Since I had to have the slides for my AAAS talk ready well in advance, I might as well let you look at them more or less as I give the talk. So, courtesy of SlideShare, here’s the presentation I’ll be giving right around the time this is scheduled to post:
the question I was asked to talk about is whether the released questions from the Trends in International Mathematics and Science Survey test from 2008 do a reasonable job of covering what we want physics students to know coming in. The answer: yeah, more or less. There are some odd omissions, though, and a few interesting tidbits from the scores that were released as well.
Am I to understand that you do all of Matter and Interactions in just two 11-week semesters?
Am I to understand that you do all of Matter and Interactions in just two 11-week semesters?
The slides do give that impression, but no, we don’t. I was just putting that up as an example of an intro physics curriculum, which would do the whole book over two standard-length semesters (13-15 weeks).
We skip a few chapters here and there– 8, 12, 13, 24, 25. But we do go through it awfully fast.
Some processes are irreversible? How about practically all real processes.
“practically all real processes”?
How about combustion in a non-trivial case? Light a piece of paper on fire. For extra points, reconstruct the data written on the paper.
A more reflective comment, having looked at the questions in some detail (using the slideshare version):
What you view as an overemphasis on “nuclear physics” (basic atomic physics, isotopes, and radioactive decay) could be straight off of an exam in a very low level gen ed class that we teach out of a book (Conceptual Physical Science: Explorations) that is suitable for a one-year course in 9th grade. To me, that makes it mainstream material even if it is unrelated to a “majors” physics class. These are topics that are covered in the “majors” chemistry class your students probably take.
In contrast, the energy problem you sampled is at the level of an actual physics class. I don’t view that as “information dense”, by the way, because there was no irrelevant information given in the problem.

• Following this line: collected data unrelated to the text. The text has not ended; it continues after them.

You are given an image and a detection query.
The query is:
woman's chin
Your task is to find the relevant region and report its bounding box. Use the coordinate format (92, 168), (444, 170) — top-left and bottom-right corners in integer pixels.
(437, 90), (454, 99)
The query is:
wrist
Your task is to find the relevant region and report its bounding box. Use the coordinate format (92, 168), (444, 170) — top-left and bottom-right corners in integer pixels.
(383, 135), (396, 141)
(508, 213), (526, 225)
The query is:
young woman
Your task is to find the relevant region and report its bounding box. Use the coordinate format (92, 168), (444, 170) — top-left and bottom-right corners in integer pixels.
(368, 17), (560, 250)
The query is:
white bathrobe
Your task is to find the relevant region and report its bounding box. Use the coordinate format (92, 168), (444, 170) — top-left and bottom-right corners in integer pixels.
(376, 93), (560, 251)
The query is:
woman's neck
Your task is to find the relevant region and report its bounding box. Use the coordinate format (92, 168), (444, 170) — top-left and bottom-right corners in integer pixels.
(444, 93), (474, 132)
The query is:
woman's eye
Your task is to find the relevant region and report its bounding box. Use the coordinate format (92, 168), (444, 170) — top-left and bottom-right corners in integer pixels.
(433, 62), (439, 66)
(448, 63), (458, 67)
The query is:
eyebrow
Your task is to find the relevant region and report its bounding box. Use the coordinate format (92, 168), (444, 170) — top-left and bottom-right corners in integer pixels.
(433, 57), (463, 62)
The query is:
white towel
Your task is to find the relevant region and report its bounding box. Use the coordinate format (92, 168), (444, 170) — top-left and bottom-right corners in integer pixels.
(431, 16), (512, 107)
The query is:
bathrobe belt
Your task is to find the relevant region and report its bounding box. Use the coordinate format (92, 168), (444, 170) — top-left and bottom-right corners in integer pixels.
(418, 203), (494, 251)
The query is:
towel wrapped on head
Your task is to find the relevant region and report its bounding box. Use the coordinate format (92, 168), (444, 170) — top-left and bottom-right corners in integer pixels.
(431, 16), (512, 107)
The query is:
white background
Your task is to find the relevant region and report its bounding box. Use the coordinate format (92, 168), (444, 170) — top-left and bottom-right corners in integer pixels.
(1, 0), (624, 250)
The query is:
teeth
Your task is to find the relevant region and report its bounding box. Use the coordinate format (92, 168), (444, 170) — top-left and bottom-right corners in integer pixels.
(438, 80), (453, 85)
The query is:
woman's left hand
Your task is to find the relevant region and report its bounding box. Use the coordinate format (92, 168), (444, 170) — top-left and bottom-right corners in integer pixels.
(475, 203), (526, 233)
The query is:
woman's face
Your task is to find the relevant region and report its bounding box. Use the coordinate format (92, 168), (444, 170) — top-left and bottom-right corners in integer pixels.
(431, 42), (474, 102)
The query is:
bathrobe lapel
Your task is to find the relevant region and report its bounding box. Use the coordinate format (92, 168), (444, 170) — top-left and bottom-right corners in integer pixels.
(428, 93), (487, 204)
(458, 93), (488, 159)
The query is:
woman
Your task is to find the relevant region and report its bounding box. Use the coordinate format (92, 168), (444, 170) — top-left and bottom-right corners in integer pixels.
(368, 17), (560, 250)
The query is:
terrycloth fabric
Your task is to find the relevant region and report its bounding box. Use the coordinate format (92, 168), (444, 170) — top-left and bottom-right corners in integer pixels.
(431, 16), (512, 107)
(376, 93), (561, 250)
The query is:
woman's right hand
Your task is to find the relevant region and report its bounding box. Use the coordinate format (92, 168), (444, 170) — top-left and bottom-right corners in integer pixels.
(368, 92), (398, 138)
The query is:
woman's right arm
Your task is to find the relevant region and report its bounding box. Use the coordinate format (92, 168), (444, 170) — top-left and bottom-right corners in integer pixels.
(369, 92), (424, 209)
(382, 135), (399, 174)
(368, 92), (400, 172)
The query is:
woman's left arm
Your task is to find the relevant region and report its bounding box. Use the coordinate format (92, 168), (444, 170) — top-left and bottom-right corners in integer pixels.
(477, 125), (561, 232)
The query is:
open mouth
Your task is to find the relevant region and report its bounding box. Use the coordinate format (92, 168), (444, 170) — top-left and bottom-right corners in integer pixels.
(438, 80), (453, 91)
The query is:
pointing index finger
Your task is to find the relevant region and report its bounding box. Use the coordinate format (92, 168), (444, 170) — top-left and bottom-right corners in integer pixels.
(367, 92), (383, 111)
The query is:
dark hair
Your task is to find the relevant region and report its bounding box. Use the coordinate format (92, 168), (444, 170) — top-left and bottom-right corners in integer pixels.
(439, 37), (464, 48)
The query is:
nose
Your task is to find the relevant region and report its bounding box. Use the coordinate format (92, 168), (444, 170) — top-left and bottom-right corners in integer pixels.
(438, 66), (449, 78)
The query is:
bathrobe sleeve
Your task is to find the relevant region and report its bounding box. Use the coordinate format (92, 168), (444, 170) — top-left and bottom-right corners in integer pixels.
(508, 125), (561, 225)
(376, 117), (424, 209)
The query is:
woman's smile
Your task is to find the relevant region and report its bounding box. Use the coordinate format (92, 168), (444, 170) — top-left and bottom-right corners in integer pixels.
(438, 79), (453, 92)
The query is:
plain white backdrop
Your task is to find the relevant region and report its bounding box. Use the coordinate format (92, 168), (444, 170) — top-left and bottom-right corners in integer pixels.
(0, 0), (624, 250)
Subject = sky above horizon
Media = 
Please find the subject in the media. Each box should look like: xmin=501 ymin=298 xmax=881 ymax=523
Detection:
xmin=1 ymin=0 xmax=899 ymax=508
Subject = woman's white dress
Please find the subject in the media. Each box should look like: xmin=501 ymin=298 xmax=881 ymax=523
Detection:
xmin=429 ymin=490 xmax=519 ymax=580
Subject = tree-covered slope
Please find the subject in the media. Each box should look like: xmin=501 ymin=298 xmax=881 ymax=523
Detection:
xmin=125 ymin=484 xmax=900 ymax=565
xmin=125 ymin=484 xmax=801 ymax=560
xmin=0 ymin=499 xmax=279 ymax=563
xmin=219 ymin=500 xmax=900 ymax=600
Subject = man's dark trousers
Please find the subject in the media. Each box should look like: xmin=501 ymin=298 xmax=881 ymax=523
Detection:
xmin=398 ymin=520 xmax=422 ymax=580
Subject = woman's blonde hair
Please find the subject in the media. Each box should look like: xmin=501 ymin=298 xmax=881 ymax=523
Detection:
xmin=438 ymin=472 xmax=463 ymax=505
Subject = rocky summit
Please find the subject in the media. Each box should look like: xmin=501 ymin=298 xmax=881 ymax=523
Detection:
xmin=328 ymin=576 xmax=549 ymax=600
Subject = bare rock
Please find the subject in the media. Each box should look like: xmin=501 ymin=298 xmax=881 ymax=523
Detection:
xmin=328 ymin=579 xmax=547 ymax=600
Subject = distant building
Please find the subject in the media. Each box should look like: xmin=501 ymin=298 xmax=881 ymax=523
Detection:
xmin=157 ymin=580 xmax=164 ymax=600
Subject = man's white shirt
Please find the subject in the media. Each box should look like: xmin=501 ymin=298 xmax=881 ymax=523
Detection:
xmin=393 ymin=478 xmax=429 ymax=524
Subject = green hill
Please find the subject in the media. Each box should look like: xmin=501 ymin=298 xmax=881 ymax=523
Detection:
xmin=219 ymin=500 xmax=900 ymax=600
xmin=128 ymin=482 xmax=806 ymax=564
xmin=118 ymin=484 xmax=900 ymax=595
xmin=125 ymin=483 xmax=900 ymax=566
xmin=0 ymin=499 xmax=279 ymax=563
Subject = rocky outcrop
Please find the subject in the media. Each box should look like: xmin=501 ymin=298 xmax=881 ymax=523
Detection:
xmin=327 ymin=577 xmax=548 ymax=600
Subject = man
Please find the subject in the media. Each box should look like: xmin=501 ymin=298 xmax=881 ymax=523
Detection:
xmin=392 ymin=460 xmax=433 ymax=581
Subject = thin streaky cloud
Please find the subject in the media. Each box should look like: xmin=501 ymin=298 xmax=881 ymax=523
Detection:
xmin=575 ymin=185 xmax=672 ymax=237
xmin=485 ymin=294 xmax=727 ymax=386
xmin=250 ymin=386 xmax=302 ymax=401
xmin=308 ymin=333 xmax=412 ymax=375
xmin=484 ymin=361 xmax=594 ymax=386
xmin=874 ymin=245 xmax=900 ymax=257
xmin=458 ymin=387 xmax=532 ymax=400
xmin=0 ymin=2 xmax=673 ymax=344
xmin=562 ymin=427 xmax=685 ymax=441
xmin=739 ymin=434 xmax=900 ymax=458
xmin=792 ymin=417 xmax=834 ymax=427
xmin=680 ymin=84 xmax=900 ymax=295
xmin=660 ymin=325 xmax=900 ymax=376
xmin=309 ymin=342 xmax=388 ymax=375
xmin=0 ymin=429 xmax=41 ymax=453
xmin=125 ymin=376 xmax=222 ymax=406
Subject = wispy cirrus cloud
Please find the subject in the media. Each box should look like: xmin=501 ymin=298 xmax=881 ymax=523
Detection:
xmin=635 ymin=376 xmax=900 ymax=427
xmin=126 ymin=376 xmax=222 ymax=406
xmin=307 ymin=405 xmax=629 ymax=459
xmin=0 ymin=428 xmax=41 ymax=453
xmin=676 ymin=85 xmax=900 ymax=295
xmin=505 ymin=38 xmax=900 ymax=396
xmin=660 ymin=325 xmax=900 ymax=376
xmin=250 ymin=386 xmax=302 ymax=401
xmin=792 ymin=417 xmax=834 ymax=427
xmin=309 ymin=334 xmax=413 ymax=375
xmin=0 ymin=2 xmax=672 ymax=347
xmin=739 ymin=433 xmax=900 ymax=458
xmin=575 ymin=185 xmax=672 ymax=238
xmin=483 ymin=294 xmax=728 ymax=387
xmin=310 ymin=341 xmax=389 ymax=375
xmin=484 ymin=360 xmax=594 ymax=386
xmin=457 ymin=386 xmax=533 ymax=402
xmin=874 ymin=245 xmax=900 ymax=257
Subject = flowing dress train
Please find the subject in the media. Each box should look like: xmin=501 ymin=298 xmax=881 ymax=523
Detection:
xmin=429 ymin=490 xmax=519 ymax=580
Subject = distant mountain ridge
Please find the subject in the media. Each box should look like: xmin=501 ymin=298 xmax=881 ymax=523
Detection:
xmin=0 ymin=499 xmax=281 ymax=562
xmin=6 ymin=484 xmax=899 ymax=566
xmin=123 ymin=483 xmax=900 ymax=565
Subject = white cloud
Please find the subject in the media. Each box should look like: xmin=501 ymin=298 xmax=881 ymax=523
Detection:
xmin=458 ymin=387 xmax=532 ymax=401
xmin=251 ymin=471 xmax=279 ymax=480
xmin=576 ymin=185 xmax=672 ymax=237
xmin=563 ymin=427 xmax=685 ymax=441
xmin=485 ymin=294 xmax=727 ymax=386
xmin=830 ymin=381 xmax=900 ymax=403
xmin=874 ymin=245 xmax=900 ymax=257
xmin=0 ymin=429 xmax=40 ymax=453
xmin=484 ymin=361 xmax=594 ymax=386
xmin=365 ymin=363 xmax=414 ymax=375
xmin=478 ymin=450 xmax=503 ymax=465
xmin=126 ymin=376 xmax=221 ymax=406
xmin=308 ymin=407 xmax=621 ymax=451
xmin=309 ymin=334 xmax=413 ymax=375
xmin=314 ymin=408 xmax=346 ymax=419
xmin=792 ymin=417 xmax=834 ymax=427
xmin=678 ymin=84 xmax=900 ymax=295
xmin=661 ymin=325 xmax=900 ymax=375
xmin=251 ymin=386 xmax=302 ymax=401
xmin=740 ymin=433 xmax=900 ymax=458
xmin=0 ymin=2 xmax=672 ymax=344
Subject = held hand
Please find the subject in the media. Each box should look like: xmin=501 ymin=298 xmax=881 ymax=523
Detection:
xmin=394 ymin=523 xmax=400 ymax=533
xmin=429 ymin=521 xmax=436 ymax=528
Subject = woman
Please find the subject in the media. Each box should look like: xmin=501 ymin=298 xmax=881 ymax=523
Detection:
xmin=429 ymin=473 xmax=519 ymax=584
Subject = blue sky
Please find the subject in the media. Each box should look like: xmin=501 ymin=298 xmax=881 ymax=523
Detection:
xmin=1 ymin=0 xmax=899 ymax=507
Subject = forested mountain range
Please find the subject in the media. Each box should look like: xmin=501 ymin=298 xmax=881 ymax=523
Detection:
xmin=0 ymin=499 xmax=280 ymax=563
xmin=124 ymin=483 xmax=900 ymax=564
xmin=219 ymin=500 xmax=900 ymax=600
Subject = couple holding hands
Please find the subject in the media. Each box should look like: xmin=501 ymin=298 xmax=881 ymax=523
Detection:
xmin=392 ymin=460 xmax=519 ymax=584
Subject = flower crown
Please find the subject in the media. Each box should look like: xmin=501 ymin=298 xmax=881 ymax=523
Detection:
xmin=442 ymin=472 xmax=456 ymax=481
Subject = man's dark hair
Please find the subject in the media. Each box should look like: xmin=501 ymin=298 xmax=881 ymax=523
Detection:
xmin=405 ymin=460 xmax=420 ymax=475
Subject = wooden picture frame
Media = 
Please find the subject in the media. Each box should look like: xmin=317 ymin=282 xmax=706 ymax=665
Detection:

The absence of electric and magnetic fields is not surprising. Vectors are messy, especially when cross products must be evaluated to apply Biot-Savart, for example. They probably don’t do any “interesting” torque problems either. Circuits are easier to teach, easier to do with an active-learning hands-on approach, and clearly visible and real for daily life.
What you view as an overemphasis on “nuclear physics” (basic atomic physics, isotopes, and radioactive decay) could be straight off of an exam in a very low level gen ed class that we teach out of a book (Conceptual Physical Science: Explorations) that is suitable for a one-year course in 9th grade. To me, that makes it mainstream material even if it is unrelated to a “majors” physics class. These are topics that are covered in the “majors” chemistry class your students probably take.
True, but having 25%+ of the content area be questions about notation (which is really all that two of those are) seems like a wasted opportunity given the huge amount of stuff encompassed by “atomic and nuclear” physics.
In contrast, the energy problem you sampled is at the level of an actual physics class. I don’t view that as “information dense”, by the way, because there was no irrelevant information given in the problem.
“Information dense” was my attempt at a compact way of saying that there’s a good deal going on in that question. I think it would be good to have some simpler questions to home in on sub-parts of the topic of energy– you know, some “The speed of a particle is doubled, what happens to its kinetic energy?” or the like.
The absence of electric and magnetic fields is not surprising. Vectors are messy, especially when cross products must be evaluated to apply Biot-Savart, for example.
True, but you don’t need to get that fancy. You can easily write good questions just using the magnitude of the field from a long straight wire, for example.
There are two disclaimers that really ought to be included with this analysis: 1) These are my own opinions only, and 2) These are based on only the subset of questions that were released. It’s possible that they had more and better questions in the full test, but chose to hold them back for one reason or another.
Fair points, but
1) the “vast amount of stuff” heads off into mini-PhD memorization territory while the limited topics they emphasized are in the category of “what everyone should know” (i.e. learn and remember) with positive pay-back in classes like our intro chem class.
3) knowing the r-dependence of B from a wire heads away from concepts and deep into equation grabbing territory. Conceptual questions about circuits, like your doubling v question about KE (also in the “everyone should know” category), seem superior to me.
Circuit questions, like the conceptual one you included in the talk, are perfect for inquiry-driven learning. Any HS physics class ought to be able to test the answer to that one by building it rather than going to the back of the book to see if the answer is right. That pushes the process of science and critical thinking more than E and B fields would.
Inverse square for E or gravity, however, would be good topics for conceptual questions. Personally, I’d like one about gravity that asks for the force of gravity on an astronaut in an orbit R above the earth … with zero as one of the choices.